Lecture 08 - Confidence intervals

16 Feb 2023

How do we get intuition about the Fisher?
Can we see what happens when Fisher info is large or small?

Ex (Fisher with Normal). $Y \sim \mathcal{N}(\theta, \sigma^2)$, where $\sigma^2$ is known. The derivation of the likelihood and log-likelihood follow from previous examples of the Normal. We have that the score (first derivative of log-likelihood) and second derivative are

\[\ell'(\theta; y) = \frac{y - \theta}{\sigma^2}, \quad \ell''(\theta) = -\frac{1}{\sigma^2}\]

So, taking the negative expectation of the latter, we have that fisher info is inversely proportional to $\sigma^2$.

With large $\sigma^2$, there is little info and vice versa for small $\sigma^2$.
If we were to plot the log-likelihood, we would see low curvature around the MLE when $\sigma^2$ is large
- Versus very peaked for low $\sigma^2$

Ex ( +6German tank problem). Observed data is the observed serial numbers of the tanks. We want the total number of tanks, $t$. Assume our observed serial numbers are a simple random sample.

Our likelihood function is:

\[L(t; y) = \frac{1}{\binom{t}{n}}, \textrm{ assuming that } y_1, \dots, y_n \in \{1, \dots, t\}\]

Because the above is zero otherwise, we can write this using indicators and order statistics as

\[L(t; y) = \frac{\mathbb{1}(y_{(n)} \leq t)}{\binom{t}{n}}\]

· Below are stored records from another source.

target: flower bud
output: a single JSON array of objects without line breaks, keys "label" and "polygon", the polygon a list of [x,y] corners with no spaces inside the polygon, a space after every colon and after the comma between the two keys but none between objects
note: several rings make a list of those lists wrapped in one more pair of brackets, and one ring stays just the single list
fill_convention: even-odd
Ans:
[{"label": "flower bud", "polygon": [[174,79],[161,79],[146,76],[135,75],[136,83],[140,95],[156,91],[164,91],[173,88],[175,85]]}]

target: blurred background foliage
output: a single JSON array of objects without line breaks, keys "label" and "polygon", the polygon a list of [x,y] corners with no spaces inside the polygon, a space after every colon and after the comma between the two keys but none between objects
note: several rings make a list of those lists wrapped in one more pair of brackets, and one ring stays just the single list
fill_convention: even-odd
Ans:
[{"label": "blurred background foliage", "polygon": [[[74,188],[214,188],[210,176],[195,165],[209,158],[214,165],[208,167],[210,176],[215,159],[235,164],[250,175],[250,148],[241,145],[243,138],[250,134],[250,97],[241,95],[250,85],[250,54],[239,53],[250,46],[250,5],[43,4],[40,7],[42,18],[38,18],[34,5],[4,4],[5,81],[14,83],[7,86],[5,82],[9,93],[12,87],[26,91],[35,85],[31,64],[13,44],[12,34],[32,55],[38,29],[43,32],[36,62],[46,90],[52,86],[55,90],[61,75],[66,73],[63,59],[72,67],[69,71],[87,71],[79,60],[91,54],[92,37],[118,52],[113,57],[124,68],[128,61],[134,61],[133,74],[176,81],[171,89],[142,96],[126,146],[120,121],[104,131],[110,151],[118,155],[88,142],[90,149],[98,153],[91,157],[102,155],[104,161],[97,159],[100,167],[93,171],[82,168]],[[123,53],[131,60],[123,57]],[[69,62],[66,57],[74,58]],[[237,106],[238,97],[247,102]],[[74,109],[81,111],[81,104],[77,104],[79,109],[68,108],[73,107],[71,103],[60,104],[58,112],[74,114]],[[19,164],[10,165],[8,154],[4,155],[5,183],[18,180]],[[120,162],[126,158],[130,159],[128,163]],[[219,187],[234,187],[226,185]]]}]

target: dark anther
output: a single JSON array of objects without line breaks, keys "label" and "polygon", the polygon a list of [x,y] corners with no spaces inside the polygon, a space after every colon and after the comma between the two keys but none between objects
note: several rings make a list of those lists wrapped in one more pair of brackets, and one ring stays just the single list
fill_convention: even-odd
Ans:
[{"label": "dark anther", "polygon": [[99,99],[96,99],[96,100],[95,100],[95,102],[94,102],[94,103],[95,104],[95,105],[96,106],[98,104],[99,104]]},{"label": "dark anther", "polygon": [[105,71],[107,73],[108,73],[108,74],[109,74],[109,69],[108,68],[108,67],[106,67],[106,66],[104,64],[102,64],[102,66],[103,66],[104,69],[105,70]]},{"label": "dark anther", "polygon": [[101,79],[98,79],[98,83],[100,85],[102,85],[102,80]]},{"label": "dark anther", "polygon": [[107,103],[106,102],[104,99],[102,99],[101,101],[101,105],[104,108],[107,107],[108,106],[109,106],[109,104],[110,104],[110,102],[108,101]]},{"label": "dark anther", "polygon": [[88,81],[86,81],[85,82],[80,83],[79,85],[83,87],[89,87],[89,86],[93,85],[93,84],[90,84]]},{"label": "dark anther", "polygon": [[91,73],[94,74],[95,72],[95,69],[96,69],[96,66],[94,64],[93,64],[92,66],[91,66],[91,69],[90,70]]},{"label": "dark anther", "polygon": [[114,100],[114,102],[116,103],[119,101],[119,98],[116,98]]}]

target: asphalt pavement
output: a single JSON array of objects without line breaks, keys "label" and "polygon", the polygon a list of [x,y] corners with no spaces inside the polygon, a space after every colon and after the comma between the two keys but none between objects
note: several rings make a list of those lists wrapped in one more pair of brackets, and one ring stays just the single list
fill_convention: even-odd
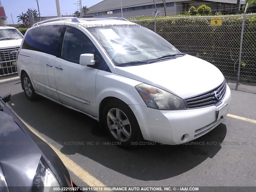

Plotting the likelihood function, the support depends on $t$, which is an irregularity.
We can still calculate the MLE, but nice properties don’t follow.
The MLE is $y_{(n)}$, the highest observed serial number.
Is this estimator biased?
We’ll get the expectation using LOTP
- This is isomorphic to Joe’s favorite Stat 110 problem: the Feynman restaurant problem!
  - Found in Ch. 4
- $P(Y_{(n)} = m) = \frac{\binom{m - 1}{n - 1}}{\binom{t}{n}}$ for $t \geq m \geq n$
- So we can find the expectation as follows

\[\mathbb{E}[Y_{(n)}] = \frac{1}{\binom{t}{n}} \sum_{m = n}^t m \binom{m - 1}{n - 1} = \frac{n}{n + 1}(t + 1).\]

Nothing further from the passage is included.